Methods: Young people aged between 15 and 29 years with either first episode psychosis or no psychiatric disorder were assessed for PTSD symptoms, psychotic symptoms, and CT. They carried out an emotional Stroop test to measure selective attention, in which words of different emotional valence were presented. Participants were asked to name the colour of a presented word without taking account of the meaning of the word. Words were presented in the following categories: neutral (e.g., socks), positive (e.g., smile), negative (e.g., miserable), threat (e.g., spy) physical abuse (e.g., punched) sexual abuse (e.g., molested), emotional abuse (e.g., snigger), and neglect (e.g., lonely). The time taken to colour-name indicated the degree of attentional resource the word meaning required.
Results: will explore the relationship between CT, attentional bias, positive psychotic symptoms and PTSD symptoms.
Conclusions: The results will be discussed in light of theories of CT and psychosis.
APC06 CONFIGURAL FACE PROCESSING IN SCHIZOPHRENIA
Nicole Joshua
Introduction: Schizophrenia patients have consistently shown deficits in facial emotion processing. Much of this research has failed to investigate whether underlying visual perception problems with face processing are responsible for higher-order emotion processing problems. There is evidence to suggest that schizophrenia patients may have problems integrating features into perceptual wholes using configural information.

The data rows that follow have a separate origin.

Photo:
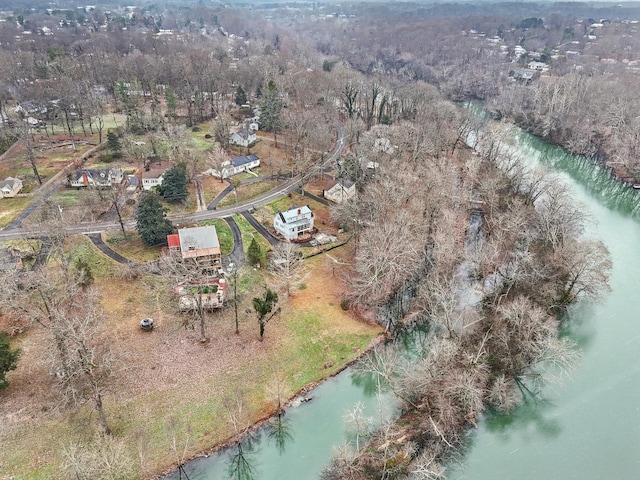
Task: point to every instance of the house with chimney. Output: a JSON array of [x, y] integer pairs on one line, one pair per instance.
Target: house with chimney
[[237, 165], [294, 223], [199, 244], [96, 178], [9, 187]]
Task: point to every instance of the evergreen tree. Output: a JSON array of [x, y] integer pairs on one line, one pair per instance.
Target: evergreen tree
[[153, 226], [263, 306], [241, 96], [8, 360], [174, 184], [255, 252], [271, 110], [113, 144]]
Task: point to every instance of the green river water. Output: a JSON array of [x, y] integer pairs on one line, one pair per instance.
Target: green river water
[[586, 428]]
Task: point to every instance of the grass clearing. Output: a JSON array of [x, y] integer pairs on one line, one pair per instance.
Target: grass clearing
[[225, 235], [249, 233], [177, 391], [12, 208], [249, 191], [131, 247]]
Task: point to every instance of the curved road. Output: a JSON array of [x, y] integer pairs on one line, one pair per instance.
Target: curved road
[[287, 187]]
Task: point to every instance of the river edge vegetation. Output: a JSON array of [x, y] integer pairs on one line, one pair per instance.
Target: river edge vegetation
[[524, 264]]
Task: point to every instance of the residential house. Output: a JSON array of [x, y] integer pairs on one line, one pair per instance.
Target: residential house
[[153, 177], [97, 178], [198, 243], [340, 191], [209, 294], [538, 66], [243, 138], [237, 165], [9, 187], [132, 183], [294, 223]]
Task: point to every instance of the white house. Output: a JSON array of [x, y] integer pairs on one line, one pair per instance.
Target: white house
[[243, 138], [97, 178], [294, 223], [538, 66], [9, 187], [153, 177], [340, 191], [237, 165]]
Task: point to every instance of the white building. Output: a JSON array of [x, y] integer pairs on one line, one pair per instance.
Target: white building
[[294, 223], [237, 165], [97, 178]]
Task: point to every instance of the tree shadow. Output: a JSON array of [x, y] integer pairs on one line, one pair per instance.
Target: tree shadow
[[280, 432], [241, 464], [532, 412]]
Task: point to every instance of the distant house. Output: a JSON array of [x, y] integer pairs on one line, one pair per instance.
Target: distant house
[[9, 187], [132, 183], [153, 177], [340, 191], [538, 66], [198, 243], [524, 76], [237, 165], [243, 138], [294, 223], [97, 178]]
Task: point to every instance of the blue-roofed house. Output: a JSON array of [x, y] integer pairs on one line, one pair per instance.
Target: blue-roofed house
[[237, 165], [294, 223]]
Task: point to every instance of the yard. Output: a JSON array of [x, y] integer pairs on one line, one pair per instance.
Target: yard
[[170, 388]]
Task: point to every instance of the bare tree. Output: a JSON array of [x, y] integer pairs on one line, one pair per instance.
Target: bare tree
[[105, 458]]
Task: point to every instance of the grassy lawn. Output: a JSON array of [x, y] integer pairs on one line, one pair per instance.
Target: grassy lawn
[[225, 235], [132, 247], [11, 208], [197, 138], [247, 192], [249, 233], [170, 390]]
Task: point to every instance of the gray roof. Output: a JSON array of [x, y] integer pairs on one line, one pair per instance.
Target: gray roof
[[239, 161], [291, 216], [200, 238]]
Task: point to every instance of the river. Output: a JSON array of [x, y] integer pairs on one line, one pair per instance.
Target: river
[[586, 428]]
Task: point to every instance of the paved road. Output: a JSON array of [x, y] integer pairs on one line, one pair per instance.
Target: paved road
[[237, 256], [287, 187]]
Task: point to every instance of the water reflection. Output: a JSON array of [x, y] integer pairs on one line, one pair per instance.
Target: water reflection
[[532, 413], [242, 462], [280, 433]]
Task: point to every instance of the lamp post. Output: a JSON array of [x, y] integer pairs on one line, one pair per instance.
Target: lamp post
[[232, 270]]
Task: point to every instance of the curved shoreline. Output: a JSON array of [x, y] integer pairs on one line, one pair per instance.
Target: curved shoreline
[[262, 421]]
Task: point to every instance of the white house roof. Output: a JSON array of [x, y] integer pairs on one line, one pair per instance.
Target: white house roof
[[240, 161], [198, 238], [10, 182], [293, 215]]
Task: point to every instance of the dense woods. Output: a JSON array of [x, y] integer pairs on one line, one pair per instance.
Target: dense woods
[[464, 240]]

Aim: To examine the impact of spatial configural alteration on face perception.
Methods: 23 schizophrenia patients and 20 age, gender and IQ-matched healthy control participants completed a fractured faces task. Participants were shown a series of famous faces and were required to name the identity of each face. Initially these faces were presented ‘fractured’, as if a photo was cut into pieces and spread apart. This allowed the features of the face to remain whole, however, alter the internal spatial configuration between the features. Participants were then shown the faces ‘intact’. A difference score was calculated based on the number of correct responses for intact faces minus those for fractured faces.
Results: Overall there was no significant differences in the number of correctly recognised ‘intact’ faces between groups. Interestingly, healthy control participants showed a greater difference between fractured and intact face recognition than schizophrenia patients indicating they were more impaired by configural disruption.
Conclusions: This finding suggests that disruption of configural face information has more of an impact on healthy control participants than schizophrenia patients. Therefore schizophrenia patients may rely less on configural information for face recognition, indicating different visual processing styles compared to healthy control participants.